Advanced Analysis of Biological Signals
FEKT-MPA-ACSAcad. year: 2020/2021
The course is oriented to multirate signal processing, time-frequency analysis focused particularly on the different types of wavelet transform, parametric methods for power spectrum estimation, principal component analysis (PCA) and data compression.
Learning outcomes of the course unit
The student is able to:
- implement the sampling rate conversion
- explain the principles and advantages of multirate filtering
- implement of the various types of wavelet transforms
- explain the principles of filtering and data compression based on wavelet transform
- explain the principles of lossless data compression (Huffman encoder, arithmetic coder)
- explain the principles and possibilities of the use of PCA
Students should have knowledge of digital signal processing, be familiar with the ways of describing the linear filters (transfer function, impulse response, difference equations, frequency response). We assume basic knowledge of students about the properties of biosignals (especially ECG, EEG, EMG). The laboratory work is expected knowledge of Matlab programming environment.
Recommended optional programme components
Recommended or required reading
Proakis,J.G., Manolakis,D.G.: Digital Signal Processing. Principles, Algorithms and Applications.
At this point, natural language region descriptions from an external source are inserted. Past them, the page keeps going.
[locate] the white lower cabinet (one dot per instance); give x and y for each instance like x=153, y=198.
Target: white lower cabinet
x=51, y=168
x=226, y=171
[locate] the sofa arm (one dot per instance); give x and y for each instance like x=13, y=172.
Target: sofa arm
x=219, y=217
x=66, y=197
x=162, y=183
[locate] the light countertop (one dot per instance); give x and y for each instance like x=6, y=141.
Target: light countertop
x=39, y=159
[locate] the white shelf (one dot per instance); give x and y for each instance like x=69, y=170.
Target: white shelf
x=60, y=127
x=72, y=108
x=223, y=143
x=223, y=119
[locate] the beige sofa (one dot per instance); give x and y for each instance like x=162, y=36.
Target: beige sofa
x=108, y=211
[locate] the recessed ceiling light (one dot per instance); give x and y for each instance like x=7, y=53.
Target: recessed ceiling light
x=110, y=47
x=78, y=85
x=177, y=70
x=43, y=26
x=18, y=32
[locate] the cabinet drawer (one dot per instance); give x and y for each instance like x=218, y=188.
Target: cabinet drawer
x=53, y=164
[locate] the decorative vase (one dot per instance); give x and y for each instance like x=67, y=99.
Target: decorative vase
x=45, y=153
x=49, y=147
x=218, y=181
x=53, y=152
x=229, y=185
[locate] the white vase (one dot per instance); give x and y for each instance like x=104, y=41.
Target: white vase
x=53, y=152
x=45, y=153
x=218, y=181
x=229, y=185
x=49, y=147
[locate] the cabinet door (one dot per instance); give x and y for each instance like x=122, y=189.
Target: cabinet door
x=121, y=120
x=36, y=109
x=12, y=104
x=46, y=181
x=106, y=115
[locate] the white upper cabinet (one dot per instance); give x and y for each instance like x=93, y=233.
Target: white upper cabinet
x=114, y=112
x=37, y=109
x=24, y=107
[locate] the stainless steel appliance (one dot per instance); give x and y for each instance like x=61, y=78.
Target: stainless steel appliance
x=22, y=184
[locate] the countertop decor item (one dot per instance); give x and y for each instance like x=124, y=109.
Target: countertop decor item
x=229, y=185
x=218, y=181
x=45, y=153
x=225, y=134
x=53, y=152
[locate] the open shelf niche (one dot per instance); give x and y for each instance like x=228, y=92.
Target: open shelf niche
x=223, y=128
Macmillan, 1992 (EN)
Akay, M.: Detection and Estimation Methods for Biomedical Signals. Academic Press, 1996 (EN)
Planned learning activities and teaching methods
Teaching methods include lectures and computer laboratories. Course is taking advantage of e-learning system. Students have to write a single project/assignment during the course.
Assesment methods and criteria linked to learning outcomes
- 30 points can be obtained for activity in the laboratory exercises, consisting in solving tasks (for the procedure for the examination must be obtained at least 15 points)
- 70 points can be obtained for the written exam (the written examination is necessary to obtain at least 35 points)
Language of instruction
1. Sampling rate conversion.
2. Design of multirate filters.
3. Time-frequency analysis, continuous-time wavelet transform (CTWT).
4. Discrete-time wavelet transform (DTWT), dyadic and packet DTWT.
5. Use of CTWT in analysis of biosignals.
6. Losless compresion of biosignals (Huffman and arithmetic coding).
7. Use of DTWT in compression of biosignals.
8. Redundant DTWT for filtering and analysis of biosignals.
9. Spectral analysis of biosignals and parametric methods for power spectrum estimation.
10. Linear prediction and Burg method for power spectrum estimation.
11. Principal component analysis (PCA) for filtering and compression of data .
12. Independent component analysis (ICA) for signal separation.
13. Linear deconvolution.
14. Median filtration, pyramidal median transformation.
15. Homomorphic filtration and cepstral analysis.
Gaining knowledge about multirate signal processing, wavelet transforms for processing and analysis of biosignals, principal component analysis (PCA), applications of PCA for analysis of biosignals and parametric methods for power spectrum estimation. Basic understanding of information theory, getting to know with the methods of lossless and lossy data compression.
Specification of controlled education, way of implementation and compensation for absences
Laboratory is compulsory, missed labs must be properly excused and can be replaced after agreement with the teacher.